Band Around the World Puzzle

To solve this, you can use this formula: $\mathrm{circumference}=2\times \pi \times \mathrm{radius}$

Or for short: $c=2\pi r$

This can be changed to

$$r=\frac{c}{2\pi }$$

The original band circumference was the same as that of the Earth, 40,000,000 meters.

Using the above formula we can calculate the original band radius. Let’s solve to 1 decimal place.

$$r=\frac{\mathrm{40,000,000} m}{2\pi }$$ $$r=\mathrm{6,366,197.7} m$$

The radius of the band is approximately 6,366,197.7 meters.
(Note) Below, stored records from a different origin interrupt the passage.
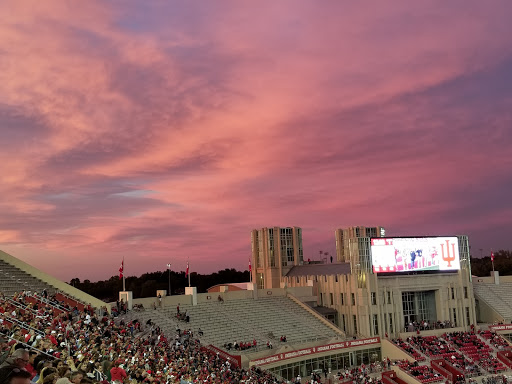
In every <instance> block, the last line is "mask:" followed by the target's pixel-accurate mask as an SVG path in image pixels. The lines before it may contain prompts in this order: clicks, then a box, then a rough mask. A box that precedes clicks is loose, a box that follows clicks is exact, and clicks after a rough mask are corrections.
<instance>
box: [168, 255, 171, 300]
mask: <svg viewBox="0 0 512 384" xmlns="http://www.w3.org/2000/svg"><path fill="white" fill-rule="evenodd" d="M167 269H168V270H169V296H171V263H168V264H167Z"/></svg>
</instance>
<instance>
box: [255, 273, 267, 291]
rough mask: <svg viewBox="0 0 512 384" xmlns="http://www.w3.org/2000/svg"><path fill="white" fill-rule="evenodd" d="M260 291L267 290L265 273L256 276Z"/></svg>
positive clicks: (258, 288) (258, 287) (259, 273)
mask: <svg viewBox="0 0 512 384" xmlns="http://www.w3.org/2000/svg"><path fill="white" fill-rule="evenodd" d="M256 279H257V285H258V289H265V279H264V277H263V273H257V274H256Z"/></svg>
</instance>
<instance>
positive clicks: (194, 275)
mask: <svg viewBox="0 0 512 384" xmlns="http://www.w3.org/2000/svg"><path fill="white" fill-rule="evenodd" d="M494 269H495V270H496V271H499V273H500V275H502V276H508V275H512V252H510V251H505V250H501V251H496V252H494ZM491 271H492V262H491V257H490V256H486V257H480V258H478V257H471V273H472V274H473V275H475V276H479V277H482V276H489V275H490V273H491ZM168 273H169V272H168V270H164V271H159V272H150V273H144V274H142V275H141V276H139V277H136V276H129V277H126V279H125V284H126V289H127V290H128V291H132V292H133V297H134V298H140V297H151V296H155V295H156V291H157V290H167V291H168V290H169V275H168ZM249 279H250V276H249V271H248V270H245V271H237V270H236V269H234V268H231V269H228V268H226V269H224V270H222V271H218V272H214V273H211V274H209V275H202V274H199V273H196V272H192V273H191V274H190V285H191V286H193V287H197V292H198V293H204V292H206V291H207V290H208V288H210V287H213V286H214V285H217V284H227V283H244V282H248V281H249ZM69 284H70V285H73V286H74V287H76V288H78V289H80V290H82V291H84V292H87V293H88V294H90V295H92V296H94V297H97V298H98V299H100V300H105V301H108V302H110V301H116V299H117V297H118V293H119V291H120V290H122V289H123V282H122V280H121V279H120V278H119V276H112V277H111V278H110V279H108V280H102V281H97V282H94V283H93V282H91V281H89V280H84V281H80V279H78V278H74V279H71V281H70V283H69ZM186 286H188V278H187V277H186V276H185V272H175V271H171V290H172V294H173V295H181V294H184V293H185V287H186Z"/></svg>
When 10 meters of band is added, the new circumference will be 40,000,010 meters.

Let’s find the new radius.

$$r=\frac{\mathrm{40,000,010} m}{2\pi }$$ $$r=\mathrm{6,366,199.3} m$$

The difference between the new radius and the old radius shows how high the band will be above the ground after the new length is added.

$$\mathrm{6,366,199.3} m-\mathrm{6,366,197.7} m=1.6 m$$

After adding 10 meters to the band's length, it will be raised 1.6 meters off the ground!

This answer is somewhat counterintuitive because, for many people, the intuitive answer is that it won’t rise a noticeable amount off the ground.

What’s even more surprising is that the answer is the same no matter the size of the sphere!

This means you didn’t actually need to know the circumference of the Earth to solve this puzzle. You can calculate the change in radius of a circle given a change in circumference using this formula:

$$\mathrm{\Delta r}=\frac{\mathrm{\Delta c}}{2\pi }$$